La mia infanzia difficile

Gr. Trsg

19-09-2009  

Non posso dimenticare tutto quello che ho subito, che dall’età dei 6 anni in su ricordo benissimo, con certezza, che mio padre non faceva altro che bere e fumare, tantissimo… non capivo a quell’età cosa portava a fare l’alcol, ma me ne sono reso conto molti anni dopo, dopo aver subito di tutto… anche mia madre, ma non come a me.

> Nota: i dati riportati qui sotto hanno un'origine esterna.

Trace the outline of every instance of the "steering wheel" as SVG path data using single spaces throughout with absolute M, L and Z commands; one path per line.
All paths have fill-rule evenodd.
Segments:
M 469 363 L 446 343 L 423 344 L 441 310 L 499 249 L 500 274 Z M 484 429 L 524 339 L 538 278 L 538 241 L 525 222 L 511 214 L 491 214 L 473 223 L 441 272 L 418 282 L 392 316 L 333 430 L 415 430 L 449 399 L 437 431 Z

Mio padre era proprietario di un mini market e nel fine settimana, come secondo lavoro, distribuiva a molti negozi articoli che lui comprava direttamente in azienda. Nonostante ci sapesse fare con il lavoro, l’alcol lo portava sempre con sé, non beveva mai in mia presenza e nemmeno alla presenza di tutta la famiglia, ma io lo capivo dall’alito e dalle continue scuse di farmi fermare dove ero. A parte questo, era un figlio di benestanti, ha sempre fatto una bella vita senza mai lavorare, ma dai trent’anni in su ha dovuto per forza prendere il negozio in mano perché era deceduto il nonno. La cosa che aveva di bello è che era brillante con i figli: vestiti belli, dal parrucchiere ogni mese e ventimila lire di paghetta ogni settimana. In quel periodo ero alle elementari e dopo aver finito, dovevo andare in prima media, e mio padre decise di iscrivermi in una scuola privata che era quasi in centro, dopo che mi disse dove dovevo andare a scuola io mi rifiutai, gli risposi che volevo andare in quella del quartiere dove erano i miei amici, lui mi sgridava poi mi prese a schiaffi dicendomi: qui comando io, non tu!.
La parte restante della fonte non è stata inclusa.